En disant ces mots, il offrit le bras à Lénora, qui l’accepta gaiement. Bien que monsieur Denecker lançât à son neveu des regards railleurs, le jeune homme n’était pas mécontent au fond de voir son oncle témoigner tant d’affection à la jeune fille.

La promenade commença. On parla d’agriculture, de défrichement des bruyères, de chasse, et de mille autres choses. Lénora, en plein air et au bras du négociant, avait recouvré sa liberté d’esprit. La gaieté naturelle de son caractère se révéla unie au charme indicible d’une virginale ingénuité. Comme une biche folâtre, elle voulut forcer le négociant à courir ; elle sautillait à son côté avec toutes sortes d’exclamations de bonheur et de joie.
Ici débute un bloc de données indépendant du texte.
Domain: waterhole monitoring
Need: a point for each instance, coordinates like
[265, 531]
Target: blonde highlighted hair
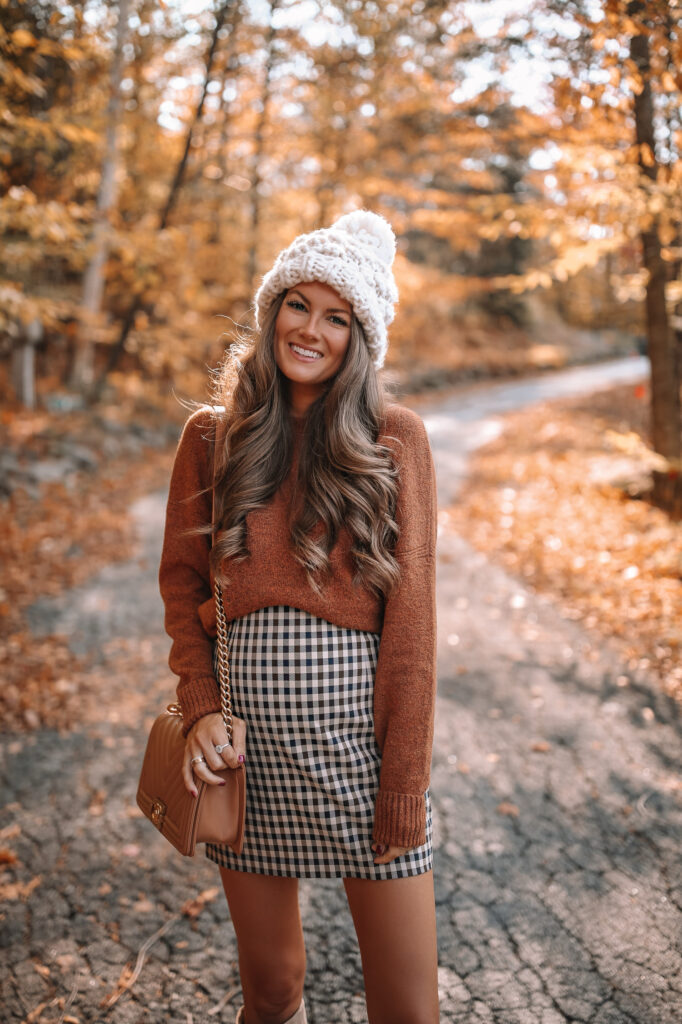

Monsieur Denecker s’amusait infiniment des saillies étourdies de la jeune fille, et il faillit se laisser persuader de danser et de jouer avec elle. Il ne pouvait assez admirer ce ravissant visage tout rayonnant de bonheur, et se disait à lui-même, le sourire sur les lèvres, que l’avenir ne gardait pas de trop mauvais jours à son neveu.

Mais tandis que le gentilhomme était occupé à disserter avec son hôte et dessinait un croquis sur le sable, Lénora et Gustave avaient pris l’avance et semblaient s’entretenir fort sérieusement.